The phenomenon is so infrequent that not a single scientifically confirmed video of it even exists, though most scientists accept its existence because reports of it extend all the way back to Ancient Greece. Also supportive is that a majority of the reports that scientists do have tell a rather consistent tale, instead of varying dramatically, as would be expected if this form of lightning were merely a misidentification of more common atmospheric phenomena. When details vary too widely from the most common reports, it is likely a misidentification, wishful thinking, or fraud. It is plausible, however, that so-called ball lightning is merely an positive afterimage left on the eye in the wake of a lightning flash.
A newspaper in 1960 conducted an informal poll and found that 5% of respondents claimed to have witnessed ball lightning, though the true figure is probably much lower. If a relatively large number of people truly witnessed this type of lightning regularly, there would likely be video footage of it. Nevertheless, reports continue to come in, and it is sometimes regarded as a UFO — an unidentified flying object — something in the sky that cannot be readily identified.
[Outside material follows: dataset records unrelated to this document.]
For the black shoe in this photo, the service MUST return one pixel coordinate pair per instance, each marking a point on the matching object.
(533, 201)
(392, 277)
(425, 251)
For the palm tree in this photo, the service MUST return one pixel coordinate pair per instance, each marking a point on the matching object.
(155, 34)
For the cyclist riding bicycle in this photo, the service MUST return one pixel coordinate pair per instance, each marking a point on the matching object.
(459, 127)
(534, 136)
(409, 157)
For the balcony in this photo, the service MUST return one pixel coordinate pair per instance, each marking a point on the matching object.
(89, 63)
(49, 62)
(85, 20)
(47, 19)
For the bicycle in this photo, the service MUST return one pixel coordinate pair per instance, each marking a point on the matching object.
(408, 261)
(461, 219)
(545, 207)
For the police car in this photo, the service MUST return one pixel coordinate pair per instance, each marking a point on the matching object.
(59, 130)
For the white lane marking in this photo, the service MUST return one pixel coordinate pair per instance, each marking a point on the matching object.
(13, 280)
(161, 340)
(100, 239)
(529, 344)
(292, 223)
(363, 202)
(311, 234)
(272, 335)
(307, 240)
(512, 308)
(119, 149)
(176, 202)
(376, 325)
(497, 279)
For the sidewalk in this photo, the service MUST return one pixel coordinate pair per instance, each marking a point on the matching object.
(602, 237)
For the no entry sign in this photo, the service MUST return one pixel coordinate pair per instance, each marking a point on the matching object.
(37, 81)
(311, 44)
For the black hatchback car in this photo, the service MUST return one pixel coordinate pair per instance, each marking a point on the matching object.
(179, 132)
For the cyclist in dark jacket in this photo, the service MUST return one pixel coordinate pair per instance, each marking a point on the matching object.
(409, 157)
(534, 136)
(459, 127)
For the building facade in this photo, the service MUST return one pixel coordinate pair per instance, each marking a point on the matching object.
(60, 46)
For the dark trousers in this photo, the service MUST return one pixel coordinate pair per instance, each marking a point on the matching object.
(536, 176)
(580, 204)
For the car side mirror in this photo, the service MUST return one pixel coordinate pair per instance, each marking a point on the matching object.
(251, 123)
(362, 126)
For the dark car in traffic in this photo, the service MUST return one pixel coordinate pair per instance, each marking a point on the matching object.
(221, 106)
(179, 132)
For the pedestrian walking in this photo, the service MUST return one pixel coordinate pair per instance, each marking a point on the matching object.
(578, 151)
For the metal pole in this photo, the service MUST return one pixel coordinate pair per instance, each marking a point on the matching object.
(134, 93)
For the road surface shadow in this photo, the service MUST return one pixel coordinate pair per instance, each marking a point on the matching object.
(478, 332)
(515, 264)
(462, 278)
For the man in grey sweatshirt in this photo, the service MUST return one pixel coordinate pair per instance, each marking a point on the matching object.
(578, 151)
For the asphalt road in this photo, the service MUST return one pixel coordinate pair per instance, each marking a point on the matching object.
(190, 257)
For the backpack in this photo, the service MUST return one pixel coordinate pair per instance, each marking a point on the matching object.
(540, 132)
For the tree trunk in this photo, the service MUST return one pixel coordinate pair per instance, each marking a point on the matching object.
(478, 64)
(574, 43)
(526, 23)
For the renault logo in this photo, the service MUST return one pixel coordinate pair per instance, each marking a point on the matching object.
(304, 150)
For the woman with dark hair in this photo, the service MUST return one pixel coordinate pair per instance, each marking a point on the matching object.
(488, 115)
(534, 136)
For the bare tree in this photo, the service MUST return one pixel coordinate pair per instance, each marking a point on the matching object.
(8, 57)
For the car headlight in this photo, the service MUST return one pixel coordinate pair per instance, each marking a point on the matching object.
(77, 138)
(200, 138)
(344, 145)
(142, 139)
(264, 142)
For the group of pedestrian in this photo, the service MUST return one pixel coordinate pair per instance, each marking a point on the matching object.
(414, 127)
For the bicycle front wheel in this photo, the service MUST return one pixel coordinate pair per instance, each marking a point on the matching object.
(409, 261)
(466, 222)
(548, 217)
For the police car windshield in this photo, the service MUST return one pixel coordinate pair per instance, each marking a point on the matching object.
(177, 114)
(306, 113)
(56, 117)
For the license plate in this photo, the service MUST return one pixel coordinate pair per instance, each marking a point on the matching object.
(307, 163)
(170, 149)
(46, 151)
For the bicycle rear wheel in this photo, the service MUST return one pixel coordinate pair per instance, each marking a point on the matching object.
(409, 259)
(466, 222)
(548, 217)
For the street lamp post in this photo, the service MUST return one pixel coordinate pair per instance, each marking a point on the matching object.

The current prevailing physical theory for ball lightning is the atmospheric maser theory. Large clouds of charged water molecules are put into an excited state by electrical activity, briefly causing light amplification by stimulated emission of radiation, or the laser effect. Before this can be confirmed as the true cause, however, it must be replicated in a laboratory first, which has not yet occurred. There may come a day when scientists can be sure that this lightning is a real phenomenon, but unfortunately for the enthusiasts, that day is not here yet.